At the point he careened his boat here, Drake probably did not know which way he would go home, although there is some evidence that he considered a circumnavigation from the start. He most likely intended to make some attempt to find a northern route across present day Canada, at the time a sort of holy grail of navigation, but when that failed he had three options. He could go back the way he came, but this presented the unhappy potential of trouble, as this time the Spanish would be well warned of his arrival and disposition. He could abandon the Golden Hinde in Panama and make the trek with his men and booty overland across the isthmus to the Atlantic, where he could capture a vessel to take him back to England. As amazing as that sounds, it was the type of thing that would not intimidate the indomitable Drake. He was fully capable of forcing his will on local resources and meeting formidable challenges of this sort. His third option, if successful, would however bring worldwide fame, would allow him to preserve the fortune he had acquired, and would hold the promise of further prizes. This was to head west to Asia and from there around the Cape of Good Hope to home. Once he reached the islands of the western Pacific, navigation routes were fairly well established by the Portuguese, although Drake would have to rely on his standard methods to acquire pilots and charts. This course, the boldest of the three very difficult options, was Drake's choice.

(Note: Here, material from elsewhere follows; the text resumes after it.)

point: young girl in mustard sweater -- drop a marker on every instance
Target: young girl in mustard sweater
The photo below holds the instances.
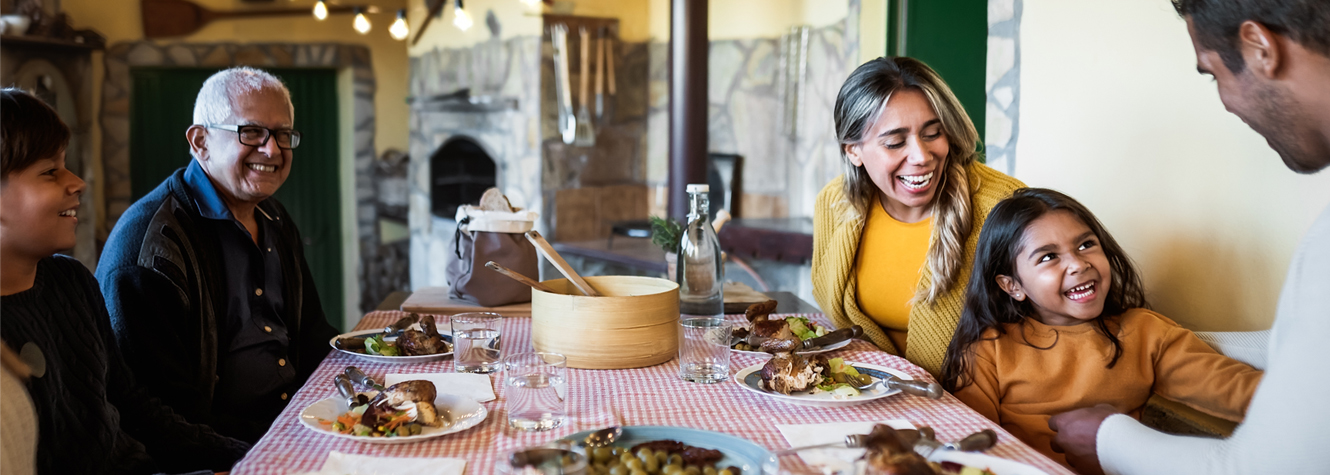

He arrived back in Plymouth in September of 1580. After his return he was hailed as a hero, but the Crown's disinformation campaign circulated conflicting and confusing accounts of what he'd done. What is certain is that the trip, even taking time to explore unfamiliar seas, plunder, pillage, despoil countless villages and ships, and make necessary repairs, had taken less than three years. And that Drake had become the first man to plan, command, and sail a voyage all the way around the world.
ADDENDUM
Latitude 38 recently published an impressive list of sailing records, which are pretty neat to contemplate. But thinking about Ulloa's beat of 65 days in Baja brings to mind some other sailing records that may never be broken. Unlike The Jules Verne competition, and others financed by billionaires and raced by rock stars, these records were often accidental. What's the longest trip in an open boat? Does Bligh still hold the record? The longest trip in an open boat in the Southern Ocean? Shackleton? What square rigger took the longest to round Cape Horn? I don't know, but it's almost as impressive to me as the shortest time between New York and San Francisco around the Horn, because of the refusal to accept defeat. The longest time survived at sea in a life raft? There are also some humble records like the smallest boat to circumnavigate, the oldest circumnavigator, etc., that were planned but are projects on an individual scale. All of these are at least as representative as the high-speed records of human will and determination.